Laurent Wauquiez delivers photographié à Paris le 17 février 2018. — AFP

Empêtré dans ses déclarations chocs enregistrées à son insu, Laurent Wauquiez a annoncé ce mardi vouloir « porter plainte et saisir le CSA ».

« Les méthodes auxquelles s’est livré un journaliste sont des méthodes de voyou. Il n’a pas fait un travail d’enquête », a fustigé le chef de file des Républicains face à Ruth Elkrief sur le plateau de BFMTV.

« Je donnais des cours à une trentaine d’élèves (de l’EM Lyon). Il n’a pas fait un travail d’enquête.
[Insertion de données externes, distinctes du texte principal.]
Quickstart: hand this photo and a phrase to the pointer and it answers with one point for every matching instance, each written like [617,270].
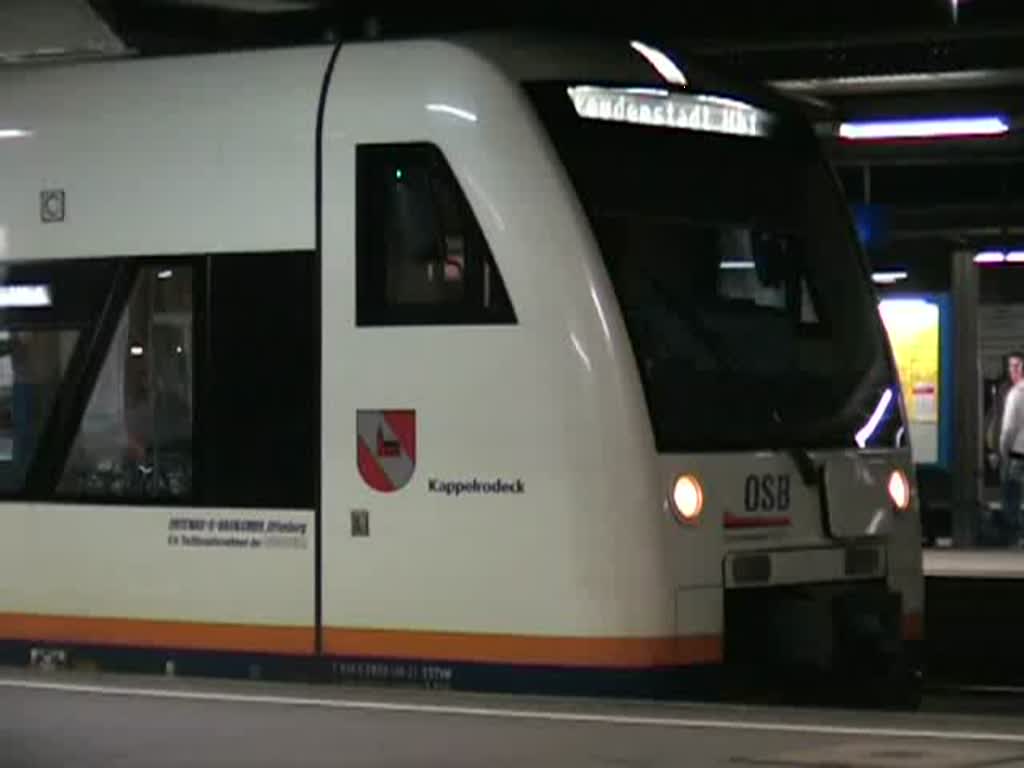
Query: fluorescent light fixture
[20,297]
[924,128]
[453,111]
[662,64]
[682,111]
[648,91]
[989,257]
[908,315]
[865,432]
[887,278]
Il a contacté les élèves en amont et a manipulé l’un d’entre eux pour enregistrer mes propos à mon insu, en rupture totale avec le contrat de confiance que j’avais établi avec les élèves. C’est ça la conception actuelle de la déontologie du journalisme ? »

Laurent Wauquiez dénonce « quatre jours de défouloir médiatique »

Ruth Elkrief rappelle que les journalistes de Quotidien ont indiqué n’avoir pas payé l’élève et ne pas l’avoir contacté en amont.

Laurent Wauquiez a alors indiqué sa volonté de « porter plainte et de saisir le CSA ».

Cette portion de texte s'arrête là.